Why I am not a Bayesian

  • Clark GlymourEmail author
Part of the Springer Graduate Texts in Philosophy book series (SGTP, volume 1)


The aim of confirmation theory is to provide a true account of the principles that guide scientific argument in so far as that argument is not, and does not purport to be, of a deductive kind. A confirmation theory should serve as a critical and explanatory instrument quite as much as do theories of deductive inference. Any successful confirmation theory should, for example, reveal the structure and fallacies, if any, in Newton’s argument for universal gravitation, in nineteenth-century arguments for and against the atomic theory, in Freud’s arguments for psychoanalytic generalizations. Where scientific judgements are widely shared, and sociological factors cannot explain their ubiquity, and analysis through the lens provided by confirmation theory reveals no good explicit arguments for the judgements, confirmation theory ought at least sometimes to suggest some good arguments that may have been lurking misperceived.

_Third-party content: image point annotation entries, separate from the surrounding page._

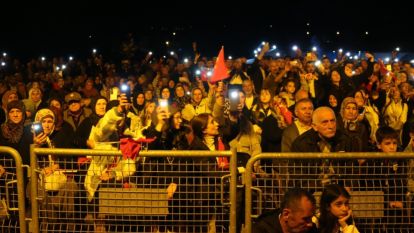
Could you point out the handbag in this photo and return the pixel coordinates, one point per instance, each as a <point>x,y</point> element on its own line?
<point>55,181</point>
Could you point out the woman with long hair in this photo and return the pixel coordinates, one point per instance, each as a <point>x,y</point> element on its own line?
<point>335,213</point>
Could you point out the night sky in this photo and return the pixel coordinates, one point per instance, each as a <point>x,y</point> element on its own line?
<point>75,29</point>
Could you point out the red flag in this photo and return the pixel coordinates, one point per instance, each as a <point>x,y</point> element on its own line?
<point>220,70</point>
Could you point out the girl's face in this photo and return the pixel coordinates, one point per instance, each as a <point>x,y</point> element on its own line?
<point>265,96</point>
<point>340,207</point>
<point>333,101</point>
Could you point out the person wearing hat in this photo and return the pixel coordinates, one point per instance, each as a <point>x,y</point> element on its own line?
<point>7,97</point>
<point>13,133</point>
<point>99,108</point>
<point>75,113</point>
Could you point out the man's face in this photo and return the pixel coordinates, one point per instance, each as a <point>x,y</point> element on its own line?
<point>325,123</point>
<point>248,87</point>
<point>304,112</point>
<point>300,220</point>
<point>388,145</point>
<point>197,96</point>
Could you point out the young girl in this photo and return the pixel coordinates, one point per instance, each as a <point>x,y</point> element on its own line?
<point>335,213</point>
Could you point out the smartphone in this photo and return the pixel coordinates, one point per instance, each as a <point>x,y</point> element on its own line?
<point>294,63</point>
<point>163,104</point>
<point>234,100</point>
<point>37,128</point>
<point>125,90</point>
<point>389,68</point>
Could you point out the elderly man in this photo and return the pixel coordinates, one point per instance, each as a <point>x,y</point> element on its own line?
<point>323,137</point>
<point>303,123</point>
<point>294,216</point>
<point>75,113</point>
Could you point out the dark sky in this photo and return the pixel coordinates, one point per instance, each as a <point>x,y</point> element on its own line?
<point>46,30</point>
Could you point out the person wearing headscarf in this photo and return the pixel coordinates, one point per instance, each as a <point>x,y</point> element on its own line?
<point>32,103</point>
<point>13,132</point>
<point>8,97</point>
<point>139,103</point>
<point>56,132</point>
<point>99,108</point>
<point>348,122</point>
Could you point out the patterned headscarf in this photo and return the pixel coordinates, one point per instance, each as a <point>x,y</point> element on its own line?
<point>11,131</point>
<point>5,97</point>
<point>45,113</point>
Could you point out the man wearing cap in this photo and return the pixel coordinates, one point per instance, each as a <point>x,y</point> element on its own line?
<point>75,113</point>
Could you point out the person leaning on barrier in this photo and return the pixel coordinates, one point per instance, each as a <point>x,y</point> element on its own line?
<point>323,137</point>
<point>302,123</point>
<point>294,216</point>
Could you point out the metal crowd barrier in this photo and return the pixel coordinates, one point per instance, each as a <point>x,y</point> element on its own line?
<point>140,196</point>
<point>381,193</point>
<point>12,194</point>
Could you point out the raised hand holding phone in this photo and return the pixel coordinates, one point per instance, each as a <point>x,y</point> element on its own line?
<point>342,221</point>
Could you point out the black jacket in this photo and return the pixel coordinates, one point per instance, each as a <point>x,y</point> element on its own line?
<point>308,142</point>
<point>269,223</point>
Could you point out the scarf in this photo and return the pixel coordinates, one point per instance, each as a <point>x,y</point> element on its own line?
<point>75,116</point>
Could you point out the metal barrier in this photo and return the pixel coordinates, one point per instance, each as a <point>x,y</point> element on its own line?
<point>165,191</point>
<point>12,200</point>
<point>381,193</point>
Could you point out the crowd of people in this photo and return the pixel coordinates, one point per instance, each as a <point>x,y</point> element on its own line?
<point>290,104</point>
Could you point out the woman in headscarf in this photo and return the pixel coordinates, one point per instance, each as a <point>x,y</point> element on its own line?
<point>348,122</point>
<point>58,172</point>
<point>139,103</point>
<point>8,97</point>
<point>32,103</point>
<point>99,107</point>
<point>56,132</point>
<point>13,133</point>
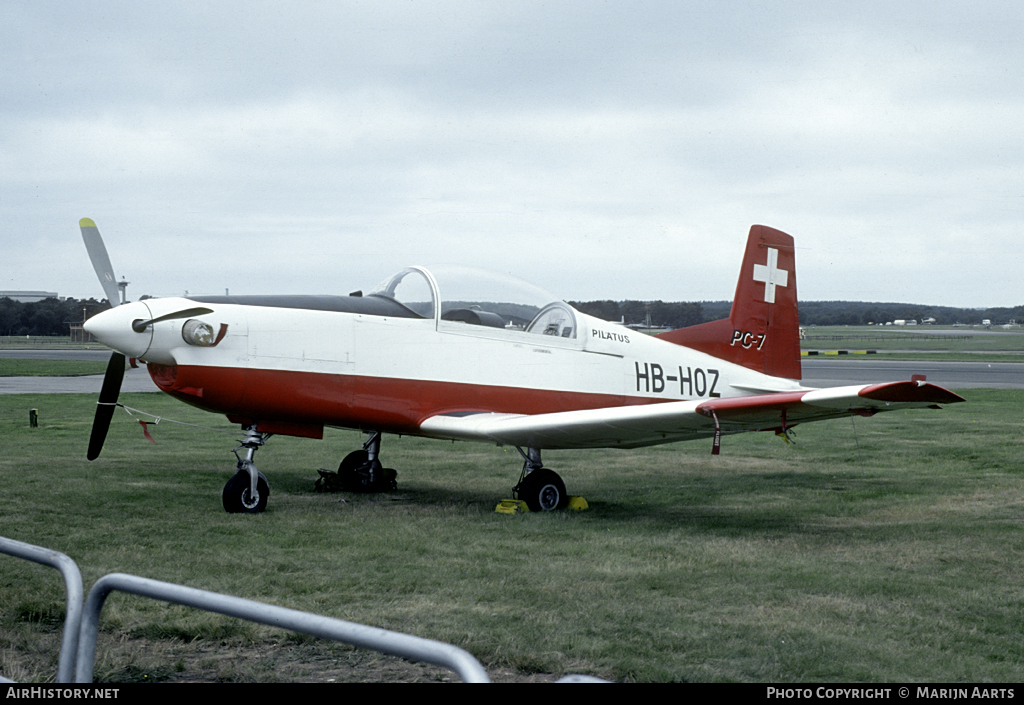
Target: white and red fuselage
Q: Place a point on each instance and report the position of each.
(409, 358)
(294, 370)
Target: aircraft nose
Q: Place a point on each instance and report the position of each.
(114, 329)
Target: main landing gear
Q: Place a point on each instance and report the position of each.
(542, 489)
(248, 490)
(361, 470)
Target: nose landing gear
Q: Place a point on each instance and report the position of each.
(248, 490)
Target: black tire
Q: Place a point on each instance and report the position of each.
(353, 461)
(237, 491)
(543, 490)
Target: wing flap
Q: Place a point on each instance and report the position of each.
(648, 424)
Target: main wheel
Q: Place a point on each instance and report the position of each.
(238, 494)
(543, 490)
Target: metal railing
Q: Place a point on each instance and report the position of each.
(78, 646)
(73, 587)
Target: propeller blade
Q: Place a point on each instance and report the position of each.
(100, 260)
(138, 325)
(104, 407)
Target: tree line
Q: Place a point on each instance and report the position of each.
(53, 317)
(811, 313)
(49, 317)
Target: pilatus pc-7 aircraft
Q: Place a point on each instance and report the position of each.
(465, 359)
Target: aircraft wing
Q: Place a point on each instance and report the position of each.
(648, 424)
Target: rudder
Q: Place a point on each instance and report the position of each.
(762, 332)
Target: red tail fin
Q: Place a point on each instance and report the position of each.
(763, 330)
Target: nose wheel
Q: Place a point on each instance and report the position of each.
(248, 490)
(239, 497)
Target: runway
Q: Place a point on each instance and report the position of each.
(953, 375)
(817, 373)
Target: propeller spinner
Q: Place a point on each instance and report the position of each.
(125, 328)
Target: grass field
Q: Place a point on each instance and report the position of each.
(881, 551)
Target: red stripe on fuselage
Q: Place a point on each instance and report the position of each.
(380, 403)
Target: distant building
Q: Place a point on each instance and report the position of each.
(29, 296)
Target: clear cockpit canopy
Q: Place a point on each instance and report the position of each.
(477, 297)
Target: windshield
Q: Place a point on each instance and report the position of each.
(478, 297)
(494, 299)
(411, 289)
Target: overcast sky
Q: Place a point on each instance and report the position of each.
(599, 150)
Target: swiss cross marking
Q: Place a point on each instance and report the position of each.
(770, 275)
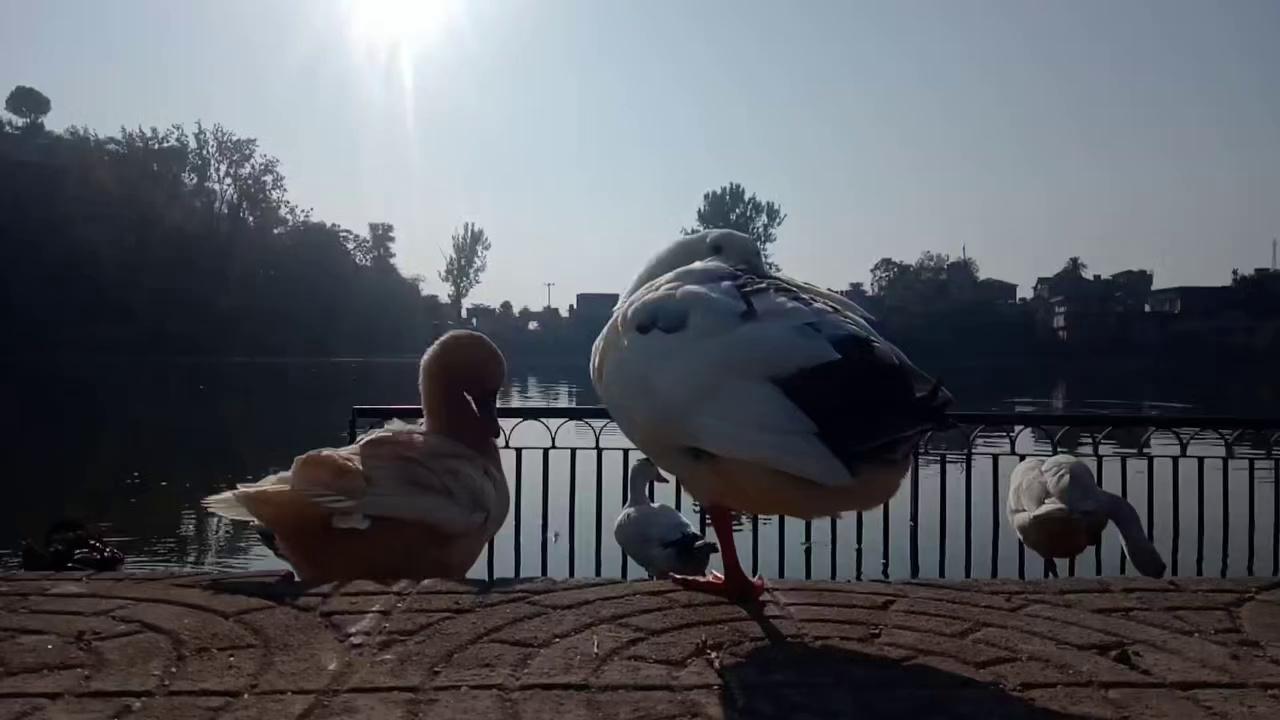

Theories of deductive inference do that much for scientific reasoning in so far as that reasoning is supposed to be demonstrative. We can apply quantification theory to assess the validity of scientific arguments, and although we must almost always treat such arguments as enthymematic, the premisses we interpolate are not arbitrary; in many cases, as when the same subject-matter is under discussion, there is a common set of suppressed premisses. Again, there may be differences about the correct logical form of scientific claims; differences of this kind result in (or from) different formalizations, for example, of classical mechanics. But such differences often make no difference for the assessment of validity in actual arguments. Confirmation theory should do as well in its own domain. If it fails, then it may still be of interest for many purposes, but not for the purpose of understanding scientific reasoning.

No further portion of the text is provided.